The literature referenced is the tip of the iceberg when related to the topic of museum collection use in other fields. The authors primarily cited their own work (I didn’t count, but was left with the overwhelming impression) and certainly are not providing a literature review that would let a reader explore just how museums and their collections have been used. As one of many examples, the discussion of the impact on collecting by public opprobrium (lines 540-550 approximately) is limited to a single example, while there is ample grey literature and blog content that could be used and referenced here. The manuscript is broad, but with the audience not clearly defined I am not sure of its ultimate impact.

Experimental design

Content is within aims and scope of PeerJ, but as stated earlier this is not a literature review – instead it is an somewhat out of date opinion paper. The literature has not been reviewed rigorously or thoroughly, many of the papers cited are the authors’ own. Several times quotes are used but not referenced, and whole bold statements of fact are not referenced (i.e., lines 367 that children looking at butterflies in drawers increases their connection with nature and appreciation of biodiversity – this may or may not be an urban myth).

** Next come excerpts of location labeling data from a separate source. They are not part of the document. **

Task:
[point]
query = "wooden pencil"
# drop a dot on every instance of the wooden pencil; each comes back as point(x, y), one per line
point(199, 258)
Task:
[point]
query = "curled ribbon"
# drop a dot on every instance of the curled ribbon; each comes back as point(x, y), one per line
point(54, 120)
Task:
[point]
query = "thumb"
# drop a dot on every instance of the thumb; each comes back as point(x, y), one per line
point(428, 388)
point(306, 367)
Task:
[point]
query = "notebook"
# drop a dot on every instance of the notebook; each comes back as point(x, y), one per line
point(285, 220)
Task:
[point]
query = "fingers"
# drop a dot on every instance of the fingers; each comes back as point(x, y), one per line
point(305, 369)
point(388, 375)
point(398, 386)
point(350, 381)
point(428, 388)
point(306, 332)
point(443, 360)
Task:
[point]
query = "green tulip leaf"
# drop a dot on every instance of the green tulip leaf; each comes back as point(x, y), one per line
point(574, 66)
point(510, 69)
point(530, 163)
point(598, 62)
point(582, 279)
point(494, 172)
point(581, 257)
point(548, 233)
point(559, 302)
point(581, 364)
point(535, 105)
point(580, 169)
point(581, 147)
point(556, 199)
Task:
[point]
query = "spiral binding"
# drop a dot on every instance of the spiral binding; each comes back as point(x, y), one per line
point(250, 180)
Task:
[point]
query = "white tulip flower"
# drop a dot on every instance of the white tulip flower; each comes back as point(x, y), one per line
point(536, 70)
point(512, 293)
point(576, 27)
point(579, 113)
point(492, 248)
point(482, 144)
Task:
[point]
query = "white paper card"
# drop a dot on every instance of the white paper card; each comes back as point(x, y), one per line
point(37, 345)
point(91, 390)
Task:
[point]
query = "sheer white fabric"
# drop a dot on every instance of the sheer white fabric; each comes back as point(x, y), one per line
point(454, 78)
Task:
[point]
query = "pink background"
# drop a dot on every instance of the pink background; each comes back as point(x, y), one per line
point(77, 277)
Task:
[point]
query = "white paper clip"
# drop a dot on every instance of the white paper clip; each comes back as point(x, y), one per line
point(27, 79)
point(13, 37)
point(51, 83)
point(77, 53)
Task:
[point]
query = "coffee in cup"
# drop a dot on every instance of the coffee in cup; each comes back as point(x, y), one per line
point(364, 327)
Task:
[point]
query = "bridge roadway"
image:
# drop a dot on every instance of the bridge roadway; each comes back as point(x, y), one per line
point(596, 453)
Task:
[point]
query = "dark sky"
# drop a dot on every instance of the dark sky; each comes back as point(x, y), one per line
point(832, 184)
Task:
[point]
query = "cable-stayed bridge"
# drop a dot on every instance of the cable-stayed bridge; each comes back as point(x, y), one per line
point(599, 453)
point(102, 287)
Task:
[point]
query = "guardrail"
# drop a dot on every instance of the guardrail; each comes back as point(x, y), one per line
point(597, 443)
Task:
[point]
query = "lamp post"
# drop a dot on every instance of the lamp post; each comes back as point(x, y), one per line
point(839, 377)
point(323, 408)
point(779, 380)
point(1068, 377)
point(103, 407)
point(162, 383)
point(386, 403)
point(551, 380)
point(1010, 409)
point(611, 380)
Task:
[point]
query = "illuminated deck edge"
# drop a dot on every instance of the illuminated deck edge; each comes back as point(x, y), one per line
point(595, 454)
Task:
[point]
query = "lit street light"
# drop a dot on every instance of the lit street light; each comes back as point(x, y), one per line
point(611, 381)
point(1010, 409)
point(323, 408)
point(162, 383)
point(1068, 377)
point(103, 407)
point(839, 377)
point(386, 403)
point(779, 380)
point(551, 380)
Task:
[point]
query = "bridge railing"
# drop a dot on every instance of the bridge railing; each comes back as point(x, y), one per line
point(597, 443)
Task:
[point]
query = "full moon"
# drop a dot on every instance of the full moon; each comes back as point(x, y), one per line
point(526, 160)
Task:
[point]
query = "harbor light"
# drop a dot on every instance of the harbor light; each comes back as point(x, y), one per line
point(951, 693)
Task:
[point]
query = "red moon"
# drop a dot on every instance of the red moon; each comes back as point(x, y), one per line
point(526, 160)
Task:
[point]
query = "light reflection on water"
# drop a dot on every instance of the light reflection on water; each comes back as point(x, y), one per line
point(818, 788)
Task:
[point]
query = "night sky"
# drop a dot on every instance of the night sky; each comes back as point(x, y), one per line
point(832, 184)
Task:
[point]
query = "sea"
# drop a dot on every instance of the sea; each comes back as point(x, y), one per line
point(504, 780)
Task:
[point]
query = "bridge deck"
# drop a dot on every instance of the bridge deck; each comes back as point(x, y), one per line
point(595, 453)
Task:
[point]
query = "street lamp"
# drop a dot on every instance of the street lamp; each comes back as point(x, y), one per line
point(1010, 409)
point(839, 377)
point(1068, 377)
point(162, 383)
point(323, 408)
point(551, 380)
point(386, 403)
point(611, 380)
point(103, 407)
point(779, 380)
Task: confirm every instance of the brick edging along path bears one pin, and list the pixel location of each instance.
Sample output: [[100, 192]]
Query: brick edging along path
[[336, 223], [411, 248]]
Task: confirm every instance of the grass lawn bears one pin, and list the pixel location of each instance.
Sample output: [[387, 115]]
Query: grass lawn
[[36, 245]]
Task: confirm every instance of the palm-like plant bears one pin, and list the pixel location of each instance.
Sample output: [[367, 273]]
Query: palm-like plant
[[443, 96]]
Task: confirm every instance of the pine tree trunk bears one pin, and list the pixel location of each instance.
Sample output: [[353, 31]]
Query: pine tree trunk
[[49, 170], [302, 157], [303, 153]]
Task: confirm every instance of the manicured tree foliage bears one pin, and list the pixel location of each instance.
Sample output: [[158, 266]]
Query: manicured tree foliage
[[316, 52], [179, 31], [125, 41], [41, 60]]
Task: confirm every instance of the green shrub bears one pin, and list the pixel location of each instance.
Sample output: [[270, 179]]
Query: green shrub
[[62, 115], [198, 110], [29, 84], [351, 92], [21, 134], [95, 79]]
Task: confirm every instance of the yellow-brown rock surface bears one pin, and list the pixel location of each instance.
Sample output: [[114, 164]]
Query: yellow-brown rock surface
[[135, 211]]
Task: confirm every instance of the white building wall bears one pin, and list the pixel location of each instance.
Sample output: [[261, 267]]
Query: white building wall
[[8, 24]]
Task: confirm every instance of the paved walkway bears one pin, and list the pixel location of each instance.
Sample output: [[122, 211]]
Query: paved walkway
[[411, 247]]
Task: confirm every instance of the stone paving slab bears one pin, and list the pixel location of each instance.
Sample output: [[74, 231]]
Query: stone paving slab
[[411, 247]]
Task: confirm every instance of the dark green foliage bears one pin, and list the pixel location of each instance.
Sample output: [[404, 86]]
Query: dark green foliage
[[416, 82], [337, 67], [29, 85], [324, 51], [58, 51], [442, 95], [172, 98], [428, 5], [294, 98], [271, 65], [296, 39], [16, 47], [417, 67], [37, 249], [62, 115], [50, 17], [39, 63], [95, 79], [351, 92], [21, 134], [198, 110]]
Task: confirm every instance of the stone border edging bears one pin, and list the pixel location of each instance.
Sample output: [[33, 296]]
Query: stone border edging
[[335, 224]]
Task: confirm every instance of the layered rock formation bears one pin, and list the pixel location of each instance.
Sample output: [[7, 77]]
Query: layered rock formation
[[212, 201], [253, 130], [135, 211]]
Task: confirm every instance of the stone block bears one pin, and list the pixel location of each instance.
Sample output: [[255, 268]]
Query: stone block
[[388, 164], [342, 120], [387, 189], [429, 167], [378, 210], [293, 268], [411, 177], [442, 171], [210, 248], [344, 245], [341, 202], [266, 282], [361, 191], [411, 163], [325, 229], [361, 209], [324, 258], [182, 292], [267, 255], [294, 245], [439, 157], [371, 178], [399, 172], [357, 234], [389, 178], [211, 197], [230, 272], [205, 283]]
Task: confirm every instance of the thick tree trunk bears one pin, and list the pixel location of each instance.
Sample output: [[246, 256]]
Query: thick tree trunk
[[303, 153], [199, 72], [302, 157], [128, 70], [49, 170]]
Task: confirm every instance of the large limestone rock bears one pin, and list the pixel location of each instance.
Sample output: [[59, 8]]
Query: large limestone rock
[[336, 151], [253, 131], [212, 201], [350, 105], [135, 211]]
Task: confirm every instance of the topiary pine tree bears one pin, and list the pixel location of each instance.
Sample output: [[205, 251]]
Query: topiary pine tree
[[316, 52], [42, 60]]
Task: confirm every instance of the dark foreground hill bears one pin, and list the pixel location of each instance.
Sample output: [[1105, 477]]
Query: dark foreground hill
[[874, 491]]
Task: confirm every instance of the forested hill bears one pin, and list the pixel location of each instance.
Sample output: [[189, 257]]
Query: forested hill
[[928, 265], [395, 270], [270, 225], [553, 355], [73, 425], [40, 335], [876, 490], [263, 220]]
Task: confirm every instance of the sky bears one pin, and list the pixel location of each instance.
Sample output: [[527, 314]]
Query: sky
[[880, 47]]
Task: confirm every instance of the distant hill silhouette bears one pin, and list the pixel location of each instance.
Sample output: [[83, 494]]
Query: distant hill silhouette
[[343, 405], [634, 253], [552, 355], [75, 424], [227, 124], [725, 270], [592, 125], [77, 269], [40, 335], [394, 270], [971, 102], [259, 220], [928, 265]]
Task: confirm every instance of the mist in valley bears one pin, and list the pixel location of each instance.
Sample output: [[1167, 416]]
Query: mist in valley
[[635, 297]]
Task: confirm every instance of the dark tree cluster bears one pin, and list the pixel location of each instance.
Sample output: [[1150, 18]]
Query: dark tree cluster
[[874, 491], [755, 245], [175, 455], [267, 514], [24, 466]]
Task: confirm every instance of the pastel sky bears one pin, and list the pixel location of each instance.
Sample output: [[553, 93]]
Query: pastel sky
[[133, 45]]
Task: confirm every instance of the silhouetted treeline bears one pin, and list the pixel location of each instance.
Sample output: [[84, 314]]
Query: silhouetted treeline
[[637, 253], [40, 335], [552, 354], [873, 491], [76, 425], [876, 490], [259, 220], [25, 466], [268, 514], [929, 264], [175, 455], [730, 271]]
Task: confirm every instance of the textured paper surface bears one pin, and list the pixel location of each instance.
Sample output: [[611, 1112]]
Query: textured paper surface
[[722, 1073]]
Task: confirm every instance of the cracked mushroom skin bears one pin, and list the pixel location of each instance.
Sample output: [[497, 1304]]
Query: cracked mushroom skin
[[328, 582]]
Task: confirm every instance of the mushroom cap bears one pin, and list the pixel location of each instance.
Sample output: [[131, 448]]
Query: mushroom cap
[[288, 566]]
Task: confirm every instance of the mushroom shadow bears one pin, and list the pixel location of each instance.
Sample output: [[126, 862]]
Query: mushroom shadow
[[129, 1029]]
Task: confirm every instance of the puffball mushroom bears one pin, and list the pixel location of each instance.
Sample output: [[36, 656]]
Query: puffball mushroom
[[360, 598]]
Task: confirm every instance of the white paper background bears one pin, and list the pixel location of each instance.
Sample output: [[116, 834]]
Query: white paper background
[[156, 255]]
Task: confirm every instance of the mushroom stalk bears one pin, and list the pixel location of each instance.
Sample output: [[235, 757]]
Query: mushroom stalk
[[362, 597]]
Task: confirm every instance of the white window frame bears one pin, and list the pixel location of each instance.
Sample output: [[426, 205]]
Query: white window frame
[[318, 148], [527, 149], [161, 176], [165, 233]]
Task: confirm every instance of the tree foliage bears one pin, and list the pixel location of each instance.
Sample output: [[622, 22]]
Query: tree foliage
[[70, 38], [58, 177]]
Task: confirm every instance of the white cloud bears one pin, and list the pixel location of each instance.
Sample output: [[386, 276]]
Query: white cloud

The organisation is fine – the sections make sense, but the ms is very wordy and ideas repeat in different sections.

Validity of the findings

The manuscript is not really novel – and the discussion of the role of museums has moved o a long way since 2017. In Europe the DiSSCo consortium (not primarily for digitising specimens as the author state!) has been accepted into the EU’s Infrastructure Roadmap and numerous symposia and presentations have occurred that are relevant here. In the USA iDigBio is transitioning from NSF funding to a new sustainable model, with some difficulty it might be said. The SYNTHESYS project (referred to in the ms in several different ways) has entered into a new phase of funding with new goals and research aims.

I am not convinced this paper has a well-developed argument that is current in this fast-changing landscape.

Additional comments

The ms is the result of a meeting held in 2017, but much has occurred since then. It would be important to really cite more of the relevant literature, and also be up to date with developments in for example DiSSCo and SYNTHESYS in the Europe, and iDigBio in the USA. I would have appreciated a bit of analysis as well as to uses of collections – there is a lot of information on this around, and were the paper a real literature review, there would be merit in pulling this together. But as currently written this is more of an opinion piece (outdated as well) than a literature review, and has a distinct bias to northern Europe and the USA. The recent symposium volume on use of collections in the Royal Society Transactions B, for example, does a better job of citing more of the relevant literature. All these ideas are being discussed at many meetings and symposia, and I am not sure of the audience of this manuscript. Is it to admonish museums? or garner support for museums? An example of this is in lines 497-8 and lines 506-7 which contradict each other, and no examples of this kind of activity e.g., reaching out to artists) are provided. There are just too many statements of fact that are not referenced or adequately backed up.